To break this manipulative system, he suggested that everyone including private public sector individuals and civil societies need to find a collective way of fixing the loopholes in the existing system. “Or else there is no other way to solve it. For me, Sri Lanka seems to be very good at living in a repetitive cycle,” he said.
And to realise the true growth potential of the economy, he stressed the need to understand existing and foreseeable challenges and to come up with proactive policy measures to rectify those issues and to garner better economic benefits.
ETCA will further extend its scope–Eran
State Minister of Finance and Mass Media Eran Wickramaratne said the government wouldn’t divert from the path of its ongoing fiscal consolidation measures and would take further necessary steps to achieve set growth targets of Sri Lankan economy.
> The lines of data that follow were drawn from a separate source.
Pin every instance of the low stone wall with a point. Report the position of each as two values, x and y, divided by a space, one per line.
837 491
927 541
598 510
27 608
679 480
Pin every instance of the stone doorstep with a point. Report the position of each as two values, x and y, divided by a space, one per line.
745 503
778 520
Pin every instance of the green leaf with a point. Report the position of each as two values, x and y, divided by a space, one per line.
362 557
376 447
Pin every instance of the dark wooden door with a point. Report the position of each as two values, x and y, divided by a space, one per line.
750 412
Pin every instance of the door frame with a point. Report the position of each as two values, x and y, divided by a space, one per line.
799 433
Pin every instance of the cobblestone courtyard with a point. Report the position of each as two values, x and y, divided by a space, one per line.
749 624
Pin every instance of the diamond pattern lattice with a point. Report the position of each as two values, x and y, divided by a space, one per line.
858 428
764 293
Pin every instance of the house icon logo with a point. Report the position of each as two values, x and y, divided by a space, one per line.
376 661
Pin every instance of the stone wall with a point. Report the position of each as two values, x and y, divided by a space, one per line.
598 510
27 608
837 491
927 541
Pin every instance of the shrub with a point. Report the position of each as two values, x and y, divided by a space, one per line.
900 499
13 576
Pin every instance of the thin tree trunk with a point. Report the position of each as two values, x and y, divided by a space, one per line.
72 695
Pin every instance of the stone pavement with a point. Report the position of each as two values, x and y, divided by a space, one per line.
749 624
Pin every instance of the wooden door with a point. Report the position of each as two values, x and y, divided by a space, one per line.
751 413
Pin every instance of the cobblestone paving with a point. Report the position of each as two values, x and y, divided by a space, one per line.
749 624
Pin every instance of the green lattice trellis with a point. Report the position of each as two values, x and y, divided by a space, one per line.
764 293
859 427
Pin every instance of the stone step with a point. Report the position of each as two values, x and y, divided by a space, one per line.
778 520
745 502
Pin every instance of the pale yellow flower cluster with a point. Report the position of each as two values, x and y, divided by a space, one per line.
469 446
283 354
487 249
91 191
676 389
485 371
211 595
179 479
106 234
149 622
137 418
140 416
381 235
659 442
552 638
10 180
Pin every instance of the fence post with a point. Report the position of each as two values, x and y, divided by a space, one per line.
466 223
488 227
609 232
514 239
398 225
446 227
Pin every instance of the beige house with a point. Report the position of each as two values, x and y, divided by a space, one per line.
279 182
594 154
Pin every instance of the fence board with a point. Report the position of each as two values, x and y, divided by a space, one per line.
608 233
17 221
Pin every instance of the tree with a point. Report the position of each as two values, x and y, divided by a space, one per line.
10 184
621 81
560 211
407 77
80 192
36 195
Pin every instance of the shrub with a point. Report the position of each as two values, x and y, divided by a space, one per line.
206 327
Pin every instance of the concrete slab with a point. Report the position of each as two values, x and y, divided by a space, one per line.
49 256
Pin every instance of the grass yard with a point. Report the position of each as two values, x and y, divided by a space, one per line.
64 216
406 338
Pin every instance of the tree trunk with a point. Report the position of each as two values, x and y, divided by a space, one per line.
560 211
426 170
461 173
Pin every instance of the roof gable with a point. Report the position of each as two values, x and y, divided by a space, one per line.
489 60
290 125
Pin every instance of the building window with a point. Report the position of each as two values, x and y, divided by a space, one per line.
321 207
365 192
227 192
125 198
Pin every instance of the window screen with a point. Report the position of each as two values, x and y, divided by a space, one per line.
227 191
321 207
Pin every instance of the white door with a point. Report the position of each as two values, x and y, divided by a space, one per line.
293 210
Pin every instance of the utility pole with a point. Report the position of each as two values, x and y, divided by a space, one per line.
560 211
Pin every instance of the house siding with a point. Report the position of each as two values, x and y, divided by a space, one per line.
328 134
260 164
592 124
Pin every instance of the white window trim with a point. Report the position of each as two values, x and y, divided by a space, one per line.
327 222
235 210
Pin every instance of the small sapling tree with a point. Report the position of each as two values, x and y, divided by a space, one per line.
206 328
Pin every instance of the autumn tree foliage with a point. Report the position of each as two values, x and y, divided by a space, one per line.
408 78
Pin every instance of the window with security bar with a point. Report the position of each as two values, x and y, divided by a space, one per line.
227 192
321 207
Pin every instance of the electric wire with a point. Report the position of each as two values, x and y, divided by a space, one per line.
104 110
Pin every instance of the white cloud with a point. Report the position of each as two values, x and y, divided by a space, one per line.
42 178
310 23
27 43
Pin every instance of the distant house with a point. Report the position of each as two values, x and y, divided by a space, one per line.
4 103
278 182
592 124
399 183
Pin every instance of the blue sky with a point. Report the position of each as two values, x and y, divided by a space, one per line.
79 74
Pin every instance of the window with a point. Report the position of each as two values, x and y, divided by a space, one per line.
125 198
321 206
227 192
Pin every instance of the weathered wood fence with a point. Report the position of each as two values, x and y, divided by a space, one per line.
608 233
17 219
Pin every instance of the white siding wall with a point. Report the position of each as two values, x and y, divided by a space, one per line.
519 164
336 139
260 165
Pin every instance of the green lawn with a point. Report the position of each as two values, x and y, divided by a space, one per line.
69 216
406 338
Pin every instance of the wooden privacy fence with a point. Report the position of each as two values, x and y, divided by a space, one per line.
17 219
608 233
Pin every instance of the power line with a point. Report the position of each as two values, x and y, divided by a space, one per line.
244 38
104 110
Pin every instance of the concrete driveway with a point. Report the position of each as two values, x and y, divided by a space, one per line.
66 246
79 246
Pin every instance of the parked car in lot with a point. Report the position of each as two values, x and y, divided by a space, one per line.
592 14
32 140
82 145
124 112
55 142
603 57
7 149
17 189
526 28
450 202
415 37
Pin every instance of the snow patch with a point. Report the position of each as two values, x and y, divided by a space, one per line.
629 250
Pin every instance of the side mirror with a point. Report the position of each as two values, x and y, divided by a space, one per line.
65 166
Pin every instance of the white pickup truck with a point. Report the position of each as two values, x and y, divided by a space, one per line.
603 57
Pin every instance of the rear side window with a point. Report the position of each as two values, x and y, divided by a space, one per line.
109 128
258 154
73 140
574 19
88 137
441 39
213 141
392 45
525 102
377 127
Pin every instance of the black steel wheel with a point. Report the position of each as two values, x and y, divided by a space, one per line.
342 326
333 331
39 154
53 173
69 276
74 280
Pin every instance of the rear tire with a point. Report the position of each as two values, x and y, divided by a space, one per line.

According to the minister, there are two exogenous factors generally impact Sri Lanka, which include unpredictable weather patterns and escalating fuel prices.
“In 2015, our budget deficit as a percentage of GDP was in excess of 7 percent, the present government managed to bring it down to 5.5 percent and we are hoping that it will go below 5 percent in 2018,” he said.
Nonetheless, he said that adverse weather impacted over 20 districts in Sri Lanka in 2017 and it was one of the reasons, the government deviated somewhat from its fiscal consolidation efforts.
The Minister also said Sri Lanka has gained significant benefits from original Indo-Lanka trade agreement more than India has. According to him, Sri Lanka has been increasing its exports over the years and said the government is confident that the Economic and Technology Co-operation Agreement (ETCA), a diplomatic arrangement that seeks to add to the existing free trade agreement between India and Sri Lanka, primarily in relation to trade-in services and the service sector will be further expanding this scope.
Commenting on Sri Lanka -Singapore FTA, he said that the country needs to begin inking much needed trade links especially with East while making more trade integration with South Asia.
“There is no other way for this country unless we are ready to compete. Our market with a population of 21 million won’t make any huge difference to the living standards. We have to access larger markets and also to be the gateway to the South Asian market,” he said.
He however noted that FTAs are not going to increase Sri Lanka’s exports immediately.
He also publicly accepted that there are hiccups in the implementation of the Inland Revenue Bill and also noted that Sri Lanka is moving towards rule based system, taking discussions away from politicians and bureaucrats.